Method for heating a valve

Technical Field

The invention relates to a device comprising a steam line and a control valve arranged in the steam line, the control valve having a control valve opening, wherein the control valve is designed such that it allows every arbitrary intermediate position of the control valve opening, and further comprising a quick-acting valve arranged in the steam line, the quick-acting valve having a quick-acting valve opening, wherein the control valve and the quick-acting valve are connected in series.

The invention further relates to a method for heating a control valve, wherein the control valve is arranged in a steam line and is designed in such a way that the control valve allows each arbitrary intermediate position of the control valve opening, wherein a quick-closing valve is arranged in the steam line, wherein the quick-closing valve is designed in such a way that the quick-closing valve allows each arbitrary intermediate position of the quick-closing valve opening.

Background

In modern steam power plants, the steam in the steam generator is brought to a high temperature and is conducted to a steam turbine via a live steam line.
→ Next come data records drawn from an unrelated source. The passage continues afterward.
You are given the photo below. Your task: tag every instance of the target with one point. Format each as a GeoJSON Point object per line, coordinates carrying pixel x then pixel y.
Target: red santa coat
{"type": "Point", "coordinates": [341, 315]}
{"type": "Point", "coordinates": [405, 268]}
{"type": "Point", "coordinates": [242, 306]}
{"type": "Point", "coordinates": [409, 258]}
There, the thermal energy of the steam is converted into rotational energy of the rotor, which drives the generator. The live steam temperature and the live steam pressure have such high values that the components in contact with the steam must be of thick-walled construction. The valves are also heavily loaded with heat in the inlet region of the steam turbine. Typically, downstream of the steam generator, the steam line is formed with two valves which are fluidly connected to the inflow of the steam turbine. One of the valves is designed as a so-called control valve, the other valve taking on its function as a quick-closing valve. Quick-closing valves typically have two positions: fully open or fully closed. Furthermore, the quick-closing valve is constructed such that the closing time from the fully open position to the fully closed position is as short as possible.

Modern steam power plants are currently operated with a strongly varying load of demand. When the primary requirement is to supply power via renewable energy, the steam power plant is operated at partial load or even completely switched off. Restarting of a steam power plant is a technical challenge, since the time between starting of the steam power plant and providing electrical energy should be as short as possible. Therefore, major efforts are currently focused on shortening the start-up time of steam power plants. The challenge in this case is not to heat thick-walled components, such as valves, too quickly during start-up. Heating too quickly can adversely affect the service life of the valve.
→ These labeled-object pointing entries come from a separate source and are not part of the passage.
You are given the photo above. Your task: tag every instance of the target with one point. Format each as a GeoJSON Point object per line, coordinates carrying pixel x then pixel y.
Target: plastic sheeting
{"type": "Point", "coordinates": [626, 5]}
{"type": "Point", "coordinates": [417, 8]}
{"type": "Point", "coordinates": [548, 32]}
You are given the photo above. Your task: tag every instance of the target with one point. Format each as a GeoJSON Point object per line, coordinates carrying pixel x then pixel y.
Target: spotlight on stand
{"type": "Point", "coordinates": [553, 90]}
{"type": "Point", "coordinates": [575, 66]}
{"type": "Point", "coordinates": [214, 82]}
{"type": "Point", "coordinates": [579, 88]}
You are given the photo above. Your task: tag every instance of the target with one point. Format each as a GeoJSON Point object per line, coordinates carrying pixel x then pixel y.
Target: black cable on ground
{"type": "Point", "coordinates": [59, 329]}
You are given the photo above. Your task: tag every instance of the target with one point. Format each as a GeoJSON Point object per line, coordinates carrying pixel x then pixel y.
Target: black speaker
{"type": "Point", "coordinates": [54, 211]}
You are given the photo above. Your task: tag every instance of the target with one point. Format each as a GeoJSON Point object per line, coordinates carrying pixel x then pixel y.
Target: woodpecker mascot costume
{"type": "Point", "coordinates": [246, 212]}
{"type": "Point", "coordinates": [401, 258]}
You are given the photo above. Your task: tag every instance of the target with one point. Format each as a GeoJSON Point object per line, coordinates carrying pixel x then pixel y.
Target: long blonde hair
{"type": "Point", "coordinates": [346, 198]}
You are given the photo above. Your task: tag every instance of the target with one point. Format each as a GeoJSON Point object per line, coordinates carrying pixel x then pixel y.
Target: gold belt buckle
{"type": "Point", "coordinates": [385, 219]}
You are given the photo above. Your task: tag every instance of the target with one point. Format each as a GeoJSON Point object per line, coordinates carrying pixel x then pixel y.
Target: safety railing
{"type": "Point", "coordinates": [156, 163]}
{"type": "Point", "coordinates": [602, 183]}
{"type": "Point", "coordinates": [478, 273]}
Therefore, the regulating valve must be preheated during startup. This is primarily related to so-called cold start situations, in which the initial temperature before the start of the steam power plant is relatively low. At present, the regulating valve is preheated by opening the quick-closing valve under steam, wherein the quick-closing valve and the regulating valve are connected in series. The heating of the regulating valve is effected via condensation on the surface. However, in order not to overstress the components of the live steam control valve, this must be limited by limiting the condensation temperature.
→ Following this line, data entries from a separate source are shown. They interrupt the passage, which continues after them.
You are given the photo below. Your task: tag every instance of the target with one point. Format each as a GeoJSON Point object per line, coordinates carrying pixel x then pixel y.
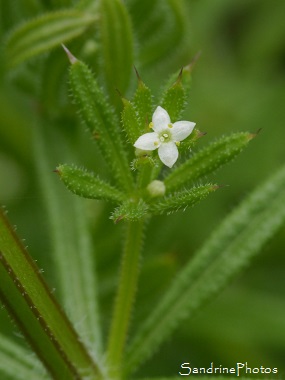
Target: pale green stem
{"type": "Point", "coordinates": [125, 296]}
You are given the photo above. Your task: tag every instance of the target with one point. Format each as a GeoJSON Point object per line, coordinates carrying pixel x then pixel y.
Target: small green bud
{"type": "Point", "coordinates": [156, 189]}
Since the live steam quick-closing valve which is opened for preheating the live steam control valve has only a fully open function or a fully closed function, the heating performance of the control valve is linked to the live steam pressure.

The limitation of the condensation temperature and thus also of the component stresses of the live steam control valve is achieved by reducing the live steam pressure in the live steam line. However, for this purpose, the steam generator must be operated such that the live steam pressure is reduced, which requires a relatively costly coordination of all parts in practice.

In this case, it is particularly problematic to find the ideal point in time for opening the quick-closing control valve.

A reduction in the power of the steam generator prevents rapid load increases up to full load, at which the best efficiency results.

Disclosure of Invention

The aim of the invention is to simplify the starting process of a power station.

This object is achieved by a device comprising a steam line and a regulating valve arranged in the steam line, the regulating valve having a regulating valve opening, wherein the regulating valve is designed such that the regulating valve permits each arbitrary intermediate position of the regulating valve opening, and furthermore comprising a quick-acting valve arranged in the steam line, the quick-acting valve having a quick-acting valve opening, wherein the regulating valve and the quick-acting valve are connected in series, wherein the quick-acting valve is designed such that the quick-acting valve permits each arbitrary intermediate position of the quick-acting valve opening.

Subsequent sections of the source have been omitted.